As genome sequencing technologies continue to facilitate the generation of large datasets, developing scalable algorithms has come to the forefront as a crucial step in analyzing these datasets. In this talk, I will discuss several recent advances, with a focus on the problem of reconstructing a genome from a set of reads (genome assembly). I will describe low-memory and scalable algorithms for automatic parameter selection and de Bruijn graph compaction, recently implemented in two tools KmerGenie and bcalm. I will also present recent advances in the theoretical foundations of genome assemblers.

## Modern Cryptography in the Age of Cloud Computing

Going beyond the basic challenge of private communication, in the last 35 years, cryptography has become the general study of correctness and privacy of computation in the presence of a computationally bounded adversary, and as such has changed how we think of proofs, secrets, and information.

In this talk I will discuss some beautiful developments in the theory of cryptography, and the role it can play in the next successful shift from local to global computation.

Short Bio: Goldwasser is the RSA Professor of Electrical Engineering and Computer Science at MIT. She is also a professor of computer science and applied mathematics at the Weizmann Institute of Science in Israel. Goldwasser received a BS degree in applied mathematics from Carnegie Mellon University in 1979, and MS and PhD degrees in computer science from the University of California, Berkeley, in 1984.

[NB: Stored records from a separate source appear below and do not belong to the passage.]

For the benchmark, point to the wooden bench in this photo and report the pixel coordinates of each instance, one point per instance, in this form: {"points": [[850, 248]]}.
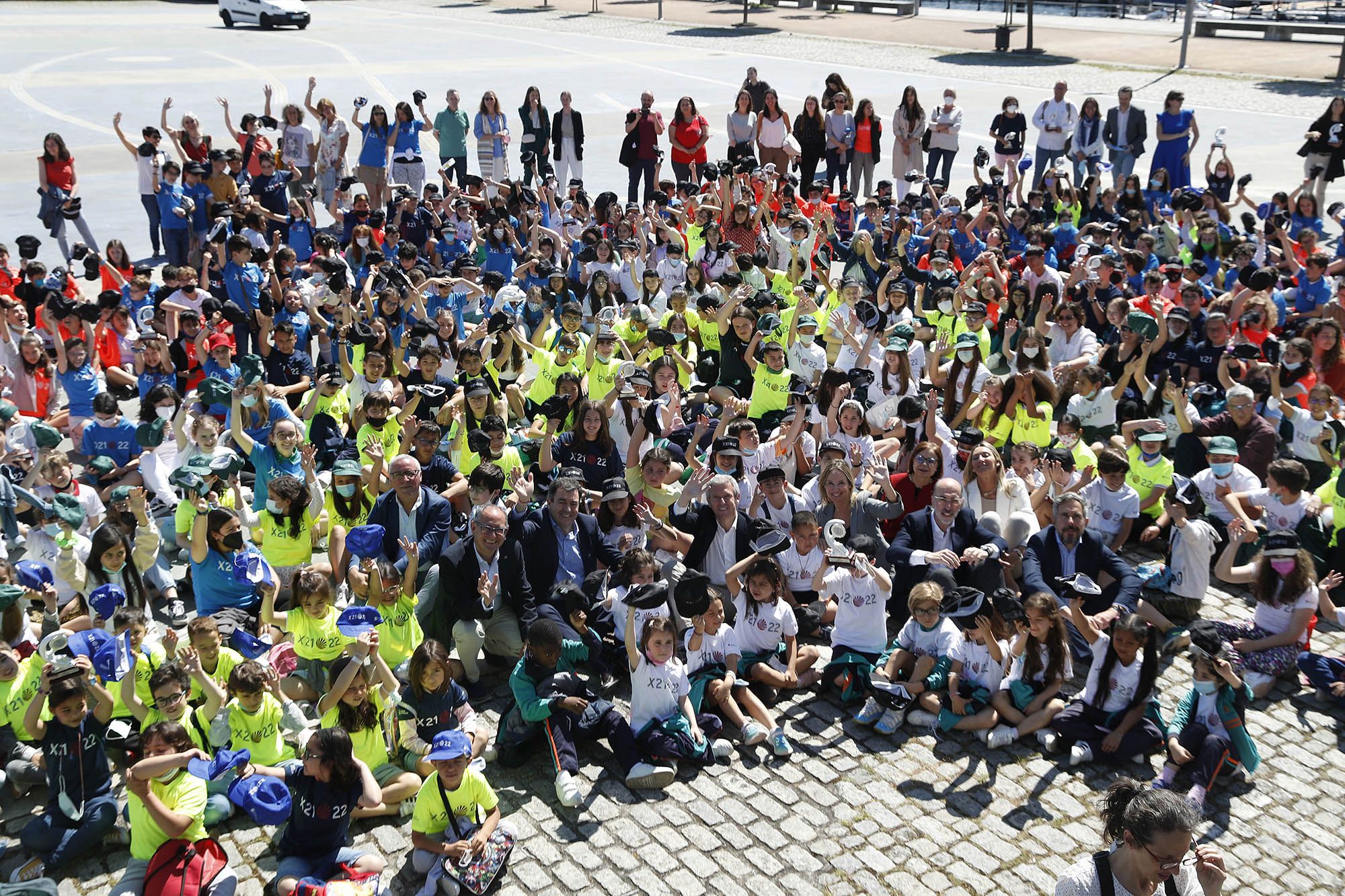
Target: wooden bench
{"points": [[900, 7], [1270, 30]]}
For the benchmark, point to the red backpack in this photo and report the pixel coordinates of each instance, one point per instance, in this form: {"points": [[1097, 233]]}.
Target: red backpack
{"points": [[185, 868]]}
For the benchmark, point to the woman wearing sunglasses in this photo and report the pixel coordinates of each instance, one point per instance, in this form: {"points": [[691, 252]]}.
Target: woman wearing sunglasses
{"points": [[1153, 849]]}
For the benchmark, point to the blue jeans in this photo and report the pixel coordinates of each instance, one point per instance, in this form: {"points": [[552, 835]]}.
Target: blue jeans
{"points": [[1122, 166], [1046, 159], [641, 167], [177, 244], [941, 158], [151, 205], [836, 167], [57, 840]]}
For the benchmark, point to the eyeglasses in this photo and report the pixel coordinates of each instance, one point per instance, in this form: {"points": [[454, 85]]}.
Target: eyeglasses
{"points": [[1187, 857]]}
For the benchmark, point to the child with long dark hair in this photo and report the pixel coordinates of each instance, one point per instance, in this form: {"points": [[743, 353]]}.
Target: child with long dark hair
{"points": [[1110, 719]]}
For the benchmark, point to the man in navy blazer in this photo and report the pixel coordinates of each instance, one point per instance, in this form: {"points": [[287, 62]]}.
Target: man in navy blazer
{"points": [[560, 542], [1069, 546], [432, 520], [945, 544]]}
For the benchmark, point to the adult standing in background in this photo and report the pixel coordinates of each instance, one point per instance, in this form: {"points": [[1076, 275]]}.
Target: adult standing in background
{"points": [[149, 157], [773, 128], [641, 151], [757, 89], [451, 132], [1125, 136], [568, 142], [1178, 132], [333, 139], [1055, 122], [492, 131], [909, 127], [945, 126], [537, 136]]}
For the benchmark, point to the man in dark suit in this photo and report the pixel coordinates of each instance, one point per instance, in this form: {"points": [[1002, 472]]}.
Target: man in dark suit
{"points": [[410, 512], [562, 544], [945, 544], [1066, 548], [722, 533], [485, 598], [568, 143], [1125, 135]]}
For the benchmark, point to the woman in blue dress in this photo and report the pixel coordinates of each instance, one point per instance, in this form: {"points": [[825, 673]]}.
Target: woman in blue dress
{"points": [[1178, 134]]}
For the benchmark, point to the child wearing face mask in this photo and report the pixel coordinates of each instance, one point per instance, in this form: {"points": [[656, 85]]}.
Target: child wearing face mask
{"points": [[1282, 501], [1208, 732]]}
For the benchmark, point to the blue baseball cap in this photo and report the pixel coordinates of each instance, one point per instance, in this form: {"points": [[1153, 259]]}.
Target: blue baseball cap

Goldwasser's pioneering contributions include the introduction of probabilistic methods in cryptography, interactive proofs, zero knowledge protocols, pseudo random functions, hardness of approximation proofs for combinatorial problems, and multi-party secure protocols.

She was the recipient of the ACM Turing Award for 2012, the Gödel Prize in 1993 and another in 2001, the ACM Grace Murray Hopper award, the RSA award in mathematics, the ACM Athena award for women in computer science, the Benjamin Franklin Medal and the IEEE Emanuel R. Piore award. She is a member of the AAAS, NAS and NAE.